Resulting structure:

After analysing the code whilst checking the graph, it was deduced that the neural network relied on the following structure:


As it can be seen, the structure that was obtained is much different than the one that was used in the previous repo. Each of these variables have been deducted in the following manner:

    NN inputs (in NinjaCar frame)
  • Input0: The variable takes only values between 0 and 0.1, and it’s always a positive value. Thereafter it’s a good supposition that this variable stands for the Roll (rotation along the longitudinal axis of the car).
  • Input1: The variable takes a value that seems to be nearing 6, but never reaches it. It should be the longitudinal velocity.
  • Input2: The variable takes a value that seems to be 0 when the longitudinal velocity is near its maximum value, it only increases from then onward, which suggests that’s when the vehicle enters the curve (and drifts increasingly more). It should be the lateral velocity.
  • Input3: This variable should be the yaw derivative, as it is known to be part of the inputs but had not appeared yet.
  • Control0: By limiting the steering, this variable changed its values. So this is the Steering.
  • Control1: By limiting the throttle, this variable changed its values. So this is the Throttle.
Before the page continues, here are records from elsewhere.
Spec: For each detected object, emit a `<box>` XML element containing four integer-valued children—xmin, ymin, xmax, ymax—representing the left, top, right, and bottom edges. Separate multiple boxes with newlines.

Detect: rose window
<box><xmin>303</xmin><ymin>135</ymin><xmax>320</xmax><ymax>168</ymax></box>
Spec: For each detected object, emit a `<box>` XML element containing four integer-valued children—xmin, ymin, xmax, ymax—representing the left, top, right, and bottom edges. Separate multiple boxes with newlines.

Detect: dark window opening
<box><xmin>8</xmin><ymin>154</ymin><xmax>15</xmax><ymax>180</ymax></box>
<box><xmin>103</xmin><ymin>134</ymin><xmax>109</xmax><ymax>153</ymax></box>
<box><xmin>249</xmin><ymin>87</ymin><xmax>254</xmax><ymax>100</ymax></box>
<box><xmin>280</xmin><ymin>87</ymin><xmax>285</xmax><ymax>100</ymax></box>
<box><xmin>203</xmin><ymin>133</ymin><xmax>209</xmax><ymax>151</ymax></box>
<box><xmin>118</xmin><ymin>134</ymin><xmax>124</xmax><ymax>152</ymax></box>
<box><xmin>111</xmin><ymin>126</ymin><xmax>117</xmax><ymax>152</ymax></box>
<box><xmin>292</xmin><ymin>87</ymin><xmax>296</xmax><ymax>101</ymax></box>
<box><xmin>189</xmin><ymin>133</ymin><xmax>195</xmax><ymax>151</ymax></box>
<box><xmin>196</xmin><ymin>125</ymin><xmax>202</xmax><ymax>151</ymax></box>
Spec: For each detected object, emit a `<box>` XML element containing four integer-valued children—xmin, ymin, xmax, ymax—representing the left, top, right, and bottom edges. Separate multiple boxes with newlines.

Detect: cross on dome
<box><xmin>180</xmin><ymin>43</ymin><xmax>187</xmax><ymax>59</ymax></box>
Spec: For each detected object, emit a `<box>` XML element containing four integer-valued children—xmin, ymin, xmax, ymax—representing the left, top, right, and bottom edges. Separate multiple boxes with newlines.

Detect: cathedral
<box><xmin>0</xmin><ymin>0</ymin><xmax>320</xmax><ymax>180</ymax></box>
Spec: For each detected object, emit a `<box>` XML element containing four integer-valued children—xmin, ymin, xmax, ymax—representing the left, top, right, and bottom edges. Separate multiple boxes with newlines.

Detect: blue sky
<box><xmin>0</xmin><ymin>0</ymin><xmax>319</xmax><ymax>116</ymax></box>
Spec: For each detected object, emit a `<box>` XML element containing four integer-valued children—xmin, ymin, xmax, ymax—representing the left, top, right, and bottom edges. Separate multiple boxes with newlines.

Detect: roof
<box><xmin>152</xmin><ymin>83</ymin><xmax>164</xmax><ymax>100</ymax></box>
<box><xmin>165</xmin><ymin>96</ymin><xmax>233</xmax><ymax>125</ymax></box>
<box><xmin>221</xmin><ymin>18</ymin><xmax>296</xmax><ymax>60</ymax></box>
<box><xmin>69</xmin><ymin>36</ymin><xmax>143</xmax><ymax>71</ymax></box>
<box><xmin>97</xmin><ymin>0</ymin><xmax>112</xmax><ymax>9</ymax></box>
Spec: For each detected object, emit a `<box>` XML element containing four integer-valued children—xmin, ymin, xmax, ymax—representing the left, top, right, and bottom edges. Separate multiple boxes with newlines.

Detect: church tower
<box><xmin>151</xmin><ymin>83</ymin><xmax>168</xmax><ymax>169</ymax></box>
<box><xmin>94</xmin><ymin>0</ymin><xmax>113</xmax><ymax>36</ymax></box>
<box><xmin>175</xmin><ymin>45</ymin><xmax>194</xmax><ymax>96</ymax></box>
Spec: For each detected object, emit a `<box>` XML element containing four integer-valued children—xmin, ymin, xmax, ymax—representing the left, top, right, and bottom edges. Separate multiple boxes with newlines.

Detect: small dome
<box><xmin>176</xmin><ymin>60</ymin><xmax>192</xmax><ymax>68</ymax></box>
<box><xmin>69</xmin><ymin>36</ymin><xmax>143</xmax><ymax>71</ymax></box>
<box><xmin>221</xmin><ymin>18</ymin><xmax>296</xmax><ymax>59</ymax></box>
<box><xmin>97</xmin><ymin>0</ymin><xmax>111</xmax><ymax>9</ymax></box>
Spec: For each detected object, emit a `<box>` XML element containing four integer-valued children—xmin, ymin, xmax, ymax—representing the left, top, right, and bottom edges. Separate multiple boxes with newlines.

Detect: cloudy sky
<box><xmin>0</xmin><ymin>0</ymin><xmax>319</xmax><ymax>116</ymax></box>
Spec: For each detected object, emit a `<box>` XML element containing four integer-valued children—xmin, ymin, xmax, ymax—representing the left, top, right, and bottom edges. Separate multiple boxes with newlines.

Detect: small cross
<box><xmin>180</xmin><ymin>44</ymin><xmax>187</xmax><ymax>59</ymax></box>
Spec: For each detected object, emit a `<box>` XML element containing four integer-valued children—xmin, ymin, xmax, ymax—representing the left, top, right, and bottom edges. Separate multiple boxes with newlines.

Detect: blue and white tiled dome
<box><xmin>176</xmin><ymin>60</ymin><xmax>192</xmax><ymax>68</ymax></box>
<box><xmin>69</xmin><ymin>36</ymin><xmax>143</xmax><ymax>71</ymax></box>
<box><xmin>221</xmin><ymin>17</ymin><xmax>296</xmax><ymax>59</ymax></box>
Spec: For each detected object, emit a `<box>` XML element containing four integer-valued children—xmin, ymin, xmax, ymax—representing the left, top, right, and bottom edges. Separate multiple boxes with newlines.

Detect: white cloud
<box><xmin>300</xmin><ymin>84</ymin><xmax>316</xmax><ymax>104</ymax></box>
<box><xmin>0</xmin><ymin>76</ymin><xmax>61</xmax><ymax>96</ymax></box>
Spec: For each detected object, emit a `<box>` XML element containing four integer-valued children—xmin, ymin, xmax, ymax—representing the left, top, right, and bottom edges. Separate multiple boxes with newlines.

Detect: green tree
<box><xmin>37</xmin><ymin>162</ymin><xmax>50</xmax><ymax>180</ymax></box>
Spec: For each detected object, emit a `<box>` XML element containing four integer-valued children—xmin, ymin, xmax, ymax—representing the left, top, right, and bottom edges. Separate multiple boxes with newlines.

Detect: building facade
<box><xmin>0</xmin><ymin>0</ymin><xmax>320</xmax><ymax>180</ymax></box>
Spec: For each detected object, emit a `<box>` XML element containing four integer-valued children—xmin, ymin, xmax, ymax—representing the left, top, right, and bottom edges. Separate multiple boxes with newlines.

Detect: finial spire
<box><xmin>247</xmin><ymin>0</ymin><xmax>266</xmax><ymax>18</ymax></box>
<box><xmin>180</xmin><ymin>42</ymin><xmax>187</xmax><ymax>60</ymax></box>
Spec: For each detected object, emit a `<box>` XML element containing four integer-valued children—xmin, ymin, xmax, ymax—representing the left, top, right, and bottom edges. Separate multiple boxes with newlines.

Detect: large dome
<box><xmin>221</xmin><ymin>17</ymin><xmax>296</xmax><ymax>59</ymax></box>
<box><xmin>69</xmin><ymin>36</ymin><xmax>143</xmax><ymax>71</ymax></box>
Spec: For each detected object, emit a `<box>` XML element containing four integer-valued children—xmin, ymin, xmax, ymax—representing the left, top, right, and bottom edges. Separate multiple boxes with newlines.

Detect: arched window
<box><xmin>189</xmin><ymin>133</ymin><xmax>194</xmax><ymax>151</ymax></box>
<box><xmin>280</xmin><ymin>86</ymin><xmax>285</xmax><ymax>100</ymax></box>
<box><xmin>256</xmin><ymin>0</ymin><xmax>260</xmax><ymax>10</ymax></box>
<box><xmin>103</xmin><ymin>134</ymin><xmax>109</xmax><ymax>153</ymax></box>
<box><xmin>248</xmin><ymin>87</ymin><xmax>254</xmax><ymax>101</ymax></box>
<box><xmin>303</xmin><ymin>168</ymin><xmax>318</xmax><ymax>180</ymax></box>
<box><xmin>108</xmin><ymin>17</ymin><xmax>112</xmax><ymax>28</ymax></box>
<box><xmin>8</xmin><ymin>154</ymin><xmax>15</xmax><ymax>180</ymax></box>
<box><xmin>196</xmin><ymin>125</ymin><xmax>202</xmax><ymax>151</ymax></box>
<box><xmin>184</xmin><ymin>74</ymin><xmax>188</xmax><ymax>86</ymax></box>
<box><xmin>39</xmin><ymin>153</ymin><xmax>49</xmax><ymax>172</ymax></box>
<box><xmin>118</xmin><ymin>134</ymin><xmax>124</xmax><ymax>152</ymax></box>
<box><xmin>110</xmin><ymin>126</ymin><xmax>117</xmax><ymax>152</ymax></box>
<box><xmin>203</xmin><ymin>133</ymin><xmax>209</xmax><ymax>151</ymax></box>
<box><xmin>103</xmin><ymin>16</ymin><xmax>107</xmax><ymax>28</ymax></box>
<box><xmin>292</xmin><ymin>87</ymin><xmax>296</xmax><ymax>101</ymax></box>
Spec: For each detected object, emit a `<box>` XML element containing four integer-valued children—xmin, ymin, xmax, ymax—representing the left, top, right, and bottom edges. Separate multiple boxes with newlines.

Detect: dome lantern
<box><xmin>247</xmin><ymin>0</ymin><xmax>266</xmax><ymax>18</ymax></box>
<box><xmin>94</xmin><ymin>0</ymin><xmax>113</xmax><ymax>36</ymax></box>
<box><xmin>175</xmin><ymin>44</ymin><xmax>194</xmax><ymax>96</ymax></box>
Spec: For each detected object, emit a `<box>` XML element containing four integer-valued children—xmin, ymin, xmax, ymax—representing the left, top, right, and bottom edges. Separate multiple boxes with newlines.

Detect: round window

  • NN outputs (world and NinjaCar frame)
  • Output0: Although this was not mentioned anywhere else but inside the code, this variable corresponds to a projection of the velocity of the vehicle onto the world’s frame X axis.
  • Output1: Following same principle, this variable corresponds to the vehicle’s velocity projected onto the world’s frame Y axis.
  • Output2: According to the information provided within the code, this variable corre sponds to a negated yaw derivative (NinjaCar's frame).
  • Output3: No other data could be found on what this variable was, so it should be the roll derivative (NinjaCar's frame).

New trainer:

After finding out the structure of the NeuralNetwork, a model was trained using this new structure. Although the errors that were obtrained were not low, the model that resulted from the training followed the laws of physics this time:


During different sessions of training, the best errors were obtained after a very careful preprocessing procedure. There was as lot of noise in the data collected by the motion capture space.
After obtaining a working training algorithm, the procedure was improved by allowing the system to start training off of the weights and biases provided in the Autorally repository. However, no testing was performed with this improvement, as my stay in the lab had already finished by then.